Alan Wilson was appointed to the District Court by Peter Beattie in 2001 and to the Supreme Court by Anna Bligh in 2009. When he retired in 2015, he too made a point of publicly attacking Chief Justice Carmody. “The Supreme Court has for many years had a very sensible protocol which appoints judges to that court in strict order of seniority, to ensure there can never be any suggestion of political influence or motive in the appointment,” Wilson sniffed. A specious dodge, this presupposes a single company never owns most of the cabs on a rank – make and model notwithstanding – and wouldn’t survive scrutiny in a moot court.

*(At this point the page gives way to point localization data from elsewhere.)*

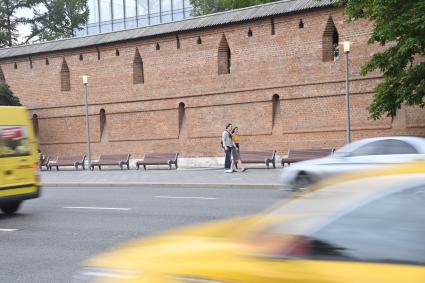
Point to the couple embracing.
(230, 140)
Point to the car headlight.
(89, 274)
(187, 279)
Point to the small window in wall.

When the Palaszczuk government came to office in 2015, a top priority was ending the crackdown on outlaw motorcycle gangs. This was politically tricky because the public was generally in favour of the new, ruthless approach. Attorney-General Yvette D’Ath decided the best policy would be to outsource the undermining of anti-bikie legislation to a “taskforce” of hand-picked reviewers that could be relied upon to recommend dumping it. As with all investigative pretenses of this familiar kind, the important thing was to secure the ‘right’ result. Wilson accepted the Labor government’s invitation to helm the inquiry. Even the national broadcaster raised a plucked eyebrow about this “vocal critic” being appointed to give impartial advice: “Justice Wilson is the third Carmody critic to be promoted by the State Labor Government.”

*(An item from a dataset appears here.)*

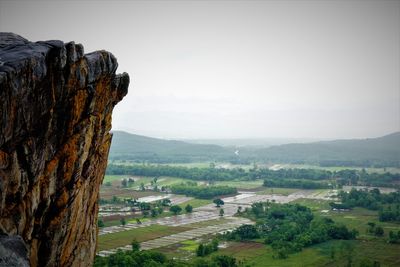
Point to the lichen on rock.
(55, 121)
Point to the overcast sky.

This track record of hostility to the non-Labor side doesn’t mean Fitzgerald and Wilson, now aged 80 and 72 respectively, cannot be trusted to disinterestedly investigate the multiple scandals now engulfing the corrupt Palaszczuk government. However, unless their commission of inquiry insists on transcending rigged terms of reference designed to divert attention away from the government, the exercise will be an infamous farce and badly damage their reputations. So too will a phony pox-on-both-their-houses cop-out. The Newman government is long gone. The official brief – to review the powers and functionality of the Crime and Corruption Commission – is so obvious a diversion that two grouchy old men may see it as an affront. Let’s hope so.